NCAA point-shaving study convincingly debunked
There have been a couple of Justin Wolfers papers in the news recently. There was the “racial bias in the NBA” study a few months ago (co-authored with Joseph Price), which I reviewed here. And, last May, there was an article on NCAA point shaving, which I’ll talk about now. “Among teams favored to win by 12 points or more, 46.2% of teams won but did not cover, while 40.7% were in the comparison range of outcomes.”
Wolfers analyzed the outcomes and betting lines for over 70,000 NCAA Division I games. He found that, overall, the favorite covered the spread almost exactly half the time (50.01%), exactly as you would expect. But heavy favorites (defined as a spread of more than 12 points) covered only 48.37% of the time.

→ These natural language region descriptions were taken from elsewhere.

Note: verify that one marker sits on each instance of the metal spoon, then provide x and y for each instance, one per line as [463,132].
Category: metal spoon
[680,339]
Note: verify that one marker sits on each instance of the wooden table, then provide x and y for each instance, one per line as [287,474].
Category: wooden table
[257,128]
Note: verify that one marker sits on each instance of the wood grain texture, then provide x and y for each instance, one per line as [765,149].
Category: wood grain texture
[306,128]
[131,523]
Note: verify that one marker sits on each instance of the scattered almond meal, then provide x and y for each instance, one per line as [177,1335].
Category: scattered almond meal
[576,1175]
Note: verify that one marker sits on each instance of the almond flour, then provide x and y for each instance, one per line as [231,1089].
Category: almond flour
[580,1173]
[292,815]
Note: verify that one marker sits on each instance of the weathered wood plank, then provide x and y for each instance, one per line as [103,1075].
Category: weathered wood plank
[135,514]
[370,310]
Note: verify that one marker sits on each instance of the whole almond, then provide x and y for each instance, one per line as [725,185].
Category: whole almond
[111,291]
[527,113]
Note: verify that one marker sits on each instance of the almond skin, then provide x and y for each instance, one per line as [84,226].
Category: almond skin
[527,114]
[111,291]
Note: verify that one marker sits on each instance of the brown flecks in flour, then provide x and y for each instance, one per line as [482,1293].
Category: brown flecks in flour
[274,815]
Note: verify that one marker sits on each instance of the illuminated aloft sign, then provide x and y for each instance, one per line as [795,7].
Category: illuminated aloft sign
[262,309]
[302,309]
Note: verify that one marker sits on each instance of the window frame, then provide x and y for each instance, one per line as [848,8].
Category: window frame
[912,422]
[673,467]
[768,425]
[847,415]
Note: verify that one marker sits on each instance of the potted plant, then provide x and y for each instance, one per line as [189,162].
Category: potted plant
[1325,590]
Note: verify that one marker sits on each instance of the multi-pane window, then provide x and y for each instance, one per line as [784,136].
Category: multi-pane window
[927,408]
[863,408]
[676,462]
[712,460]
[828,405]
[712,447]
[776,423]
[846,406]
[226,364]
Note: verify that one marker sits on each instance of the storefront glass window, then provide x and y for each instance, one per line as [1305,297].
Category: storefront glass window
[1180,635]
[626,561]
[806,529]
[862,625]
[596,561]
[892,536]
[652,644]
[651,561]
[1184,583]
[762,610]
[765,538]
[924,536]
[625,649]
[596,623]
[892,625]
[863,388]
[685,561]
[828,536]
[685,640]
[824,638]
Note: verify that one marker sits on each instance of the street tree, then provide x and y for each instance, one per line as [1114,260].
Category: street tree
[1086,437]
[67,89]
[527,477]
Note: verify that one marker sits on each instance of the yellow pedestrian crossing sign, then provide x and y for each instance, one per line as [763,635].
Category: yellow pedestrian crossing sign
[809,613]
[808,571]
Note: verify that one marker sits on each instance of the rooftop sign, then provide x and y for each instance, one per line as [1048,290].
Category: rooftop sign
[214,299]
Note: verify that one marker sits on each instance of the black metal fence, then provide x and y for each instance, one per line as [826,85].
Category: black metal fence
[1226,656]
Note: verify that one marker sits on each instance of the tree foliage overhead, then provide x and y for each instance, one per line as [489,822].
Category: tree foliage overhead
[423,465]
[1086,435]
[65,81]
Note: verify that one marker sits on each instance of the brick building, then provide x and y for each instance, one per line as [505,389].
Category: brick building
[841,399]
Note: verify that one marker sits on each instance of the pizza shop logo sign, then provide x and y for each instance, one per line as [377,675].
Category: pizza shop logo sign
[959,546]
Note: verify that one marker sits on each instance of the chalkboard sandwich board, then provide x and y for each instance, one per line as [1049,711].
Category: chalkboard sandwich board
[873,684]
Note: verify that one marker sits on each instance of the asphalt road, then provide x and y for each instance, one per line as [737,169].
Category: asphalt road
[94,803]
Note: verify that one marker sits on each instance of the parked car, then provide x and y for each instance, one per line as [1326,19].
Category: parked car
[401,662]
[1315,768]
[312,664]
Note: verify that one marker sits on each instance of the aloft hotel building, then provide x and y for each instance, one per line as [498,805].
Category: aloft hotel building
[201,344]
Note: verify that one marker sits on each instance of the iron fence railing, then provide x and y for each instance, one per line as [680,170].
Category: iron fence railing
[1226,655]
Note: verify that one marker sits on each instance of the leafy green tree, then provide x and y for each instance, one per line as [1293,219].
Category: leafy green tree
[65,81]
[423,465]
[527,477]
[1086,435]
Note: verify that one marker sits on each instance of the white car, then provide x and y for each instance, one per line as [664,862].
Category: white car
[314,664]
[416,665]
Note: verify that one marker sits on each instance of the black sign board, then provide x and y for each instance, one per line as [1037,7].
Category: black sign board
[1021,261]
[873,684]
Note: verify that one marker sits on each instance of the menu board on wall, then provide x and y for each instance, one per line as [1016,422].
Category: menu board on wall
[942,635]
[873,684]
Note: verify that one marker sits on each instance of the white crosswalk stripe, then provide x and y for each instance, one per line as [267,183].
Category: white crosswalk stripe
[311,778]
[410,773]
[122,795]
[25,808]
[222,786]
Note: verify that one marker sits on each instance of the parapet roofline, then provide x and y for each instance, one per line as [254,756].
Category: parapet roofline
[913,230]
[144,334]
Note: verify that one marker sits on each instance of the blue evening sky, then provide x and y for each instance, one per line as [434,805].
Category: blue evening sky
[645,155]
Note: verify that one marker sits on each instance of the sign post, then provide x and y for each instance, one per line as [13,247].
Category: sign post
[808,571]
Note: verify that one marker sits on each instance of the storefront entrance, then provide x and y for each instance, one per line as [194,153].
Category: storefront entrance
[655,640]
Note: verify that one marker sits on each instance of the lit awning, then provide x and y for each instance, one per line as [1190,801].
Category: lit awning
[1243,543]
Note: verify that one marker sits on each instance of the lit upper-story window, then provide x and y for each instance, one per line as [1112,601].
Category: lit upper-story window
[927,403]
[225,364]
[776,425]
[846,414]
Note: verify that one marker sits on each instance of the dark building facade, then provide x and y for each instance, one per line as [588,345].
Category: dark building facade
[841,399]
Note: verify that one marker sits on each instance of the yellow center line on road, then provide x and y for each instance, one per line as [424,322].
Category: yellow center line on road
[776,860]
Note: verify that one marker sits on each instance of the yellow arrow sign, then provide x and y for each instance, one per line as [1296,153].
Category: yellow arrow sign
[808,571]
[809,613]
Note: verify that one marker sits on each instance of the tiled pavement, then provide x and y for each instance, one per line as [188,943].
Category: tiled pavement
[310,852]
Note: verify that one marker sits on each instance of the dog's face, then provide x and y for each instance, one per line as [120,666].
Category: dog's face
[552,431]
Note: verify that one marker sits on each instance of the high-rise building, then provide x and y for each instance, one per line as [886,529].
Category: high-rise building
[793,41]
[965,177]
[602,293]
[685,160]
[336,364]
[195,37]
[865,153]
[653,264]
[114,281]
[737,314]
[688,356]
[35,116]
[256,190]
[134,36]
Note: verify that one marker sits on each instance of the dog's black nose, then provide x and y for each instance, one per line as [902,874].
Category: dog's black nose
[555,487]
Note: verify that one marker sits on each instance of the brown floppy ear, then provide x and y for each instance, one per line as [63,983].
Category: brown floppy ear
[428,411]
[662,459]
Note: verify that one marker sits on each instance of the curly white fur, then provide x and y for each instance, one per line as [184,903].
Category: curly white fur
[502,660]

He then found that, for heavily favored teams, the results weren’t symmetrical. That is, for teams favored by, say, 4.5 points, they would cover by 0-4 almost exactly as often as by 5-8. But for large spreads, like 15.5 points, teams covered by 0-15 a lot more than by 16-31.
The difference is about 6% of those games, which we can call the “Wolfers Discrepancy” for his dataset.
Wolfers concludes that 6% figure is evidence of cheating – that point shaving caused 3% of potential covers to become non-covers. Since only half of games can be shaved (games where the favorite is leading), that means that the proportion of corrupt games was double that. Conclusion: the fix was in in about 6% of 12-point-plus-spread games.
This study, and the 6% figure, got a lot of publicity.
“Among teams favored to win by 12 points or more, 46.2% of teams won but did not cover, while 40.7% were in the comparison range of outcomes.”
Not receiving anywhere near as much publicity is a rebuttal paper by Dan Bernhardt and Steven Heston. And that’s too bad, because it’s a great study, and it thoroughly debunks Wolfers’ conclusions. These guys nail it.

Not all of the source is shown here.